El modelo del alfabetocentrismo entiende pues —como vimos más arriba que hace todavía tanta gente en Occidente— que sólo puede hablarse de escrituras propiamente dichas cuando estamos ante alfabetos. Los otros sistemas de comunicación gráfica son en el mejor de los casos “escrituras en formación” (amagos de alfabetos), y en el peor de ellos meras colecciones de signos con utilidad reducida, mediocres recursos para llevar cuentas o ayudar a la memoria.

La pendiente desde los alfabetos occidentales hacia la ausencia de escritura que el alfabetocentrismo proclama se suele precipitar hacia el abismo cuando los sistemas visuales de comunicación no se asemejan a las ordenadas hileras de pequeñas marcas sobre una superficie que estamos acostumbrados a asociar a nuestras escrituras.

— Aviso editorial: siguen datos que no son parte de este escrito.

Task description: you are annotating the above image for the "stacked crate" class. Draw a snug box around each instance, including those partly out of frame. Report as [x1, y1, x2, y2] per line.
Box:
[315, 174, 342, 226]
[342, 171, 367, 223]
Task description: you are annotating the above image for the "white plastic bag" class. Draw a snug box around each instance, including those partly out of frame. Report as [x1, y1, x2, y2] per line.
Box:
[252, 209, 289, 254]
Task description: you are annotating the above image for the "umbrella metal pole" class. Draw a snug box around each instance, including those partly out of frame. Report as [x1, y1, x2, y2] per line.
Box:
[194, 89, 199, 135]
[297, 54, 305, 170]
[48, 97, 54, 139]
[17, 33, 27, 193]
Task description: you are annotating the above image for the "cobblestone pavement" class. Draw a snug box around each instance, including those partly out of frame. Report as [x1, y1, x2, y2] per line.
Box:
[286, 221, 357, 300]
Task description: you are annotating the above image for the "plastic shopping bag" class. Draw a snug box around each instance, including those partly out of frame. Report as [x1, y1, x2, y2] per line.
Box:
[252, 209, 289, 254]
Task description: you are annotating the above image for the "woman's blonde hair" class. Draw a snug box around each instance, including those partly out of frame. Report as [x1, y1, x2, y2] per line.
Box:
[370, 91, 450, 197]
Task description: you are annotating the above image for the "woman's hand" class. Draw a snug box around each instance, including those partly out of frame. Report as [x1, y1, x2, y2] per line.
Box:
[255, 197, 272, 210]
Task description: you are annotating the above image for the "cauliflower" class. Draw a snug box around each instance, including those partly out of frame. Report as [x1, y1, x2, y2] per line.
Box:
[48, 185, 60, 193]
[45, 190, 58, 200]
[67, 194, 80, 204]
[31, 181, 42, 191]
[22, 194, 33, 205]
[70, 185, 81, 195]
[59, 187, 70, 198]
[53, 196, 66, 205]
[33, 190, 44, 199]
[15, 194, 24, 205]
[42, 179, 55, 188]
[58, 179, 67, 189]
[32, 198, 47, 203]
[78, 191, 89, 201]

Posiblemente hemos renunciado de antemano a averiguar si había un principio sistemático de comunicación en muchas creaciones visuales de las culturas del mundo porque sus elementos distintivos no se presentaban ordenados en fila india, al modo en que se organizan nuestros renglones. Damos por supuesto que hay escrituras en horizontal (como las nuestras), aceptamos que las haya en vertical (como la china tradicional o la mongol), permitimos que algunas puedan presentarse incluso en espiral (como en el disco de Phaistos), pero no estamos muy dispuestos de entrada a encontrar sistematicidad, es decir escritura, en imágenes no ordenadas espacialmente de una manera secuencial. Por ello no nos hemos dado cuenta hasta tan tarde de sistemas de comunicación visuales —verdaderas escrituras desde el punto de vista semiótico— como los tokapu andinos, incorporados desde antiguo a las creaciones textiles indígenas y estudiados por Victoria de la Jara:

delajara

De estos signos ya había hablado fugazmente el cronista Martín de Murúa en su Historia general del Perú (1613), llamándoles “escribir cuadrado”. Pero la sociedad colonial hispánica no los valoró como escritura y fomentó la pérdida de la memoria de sus códigos.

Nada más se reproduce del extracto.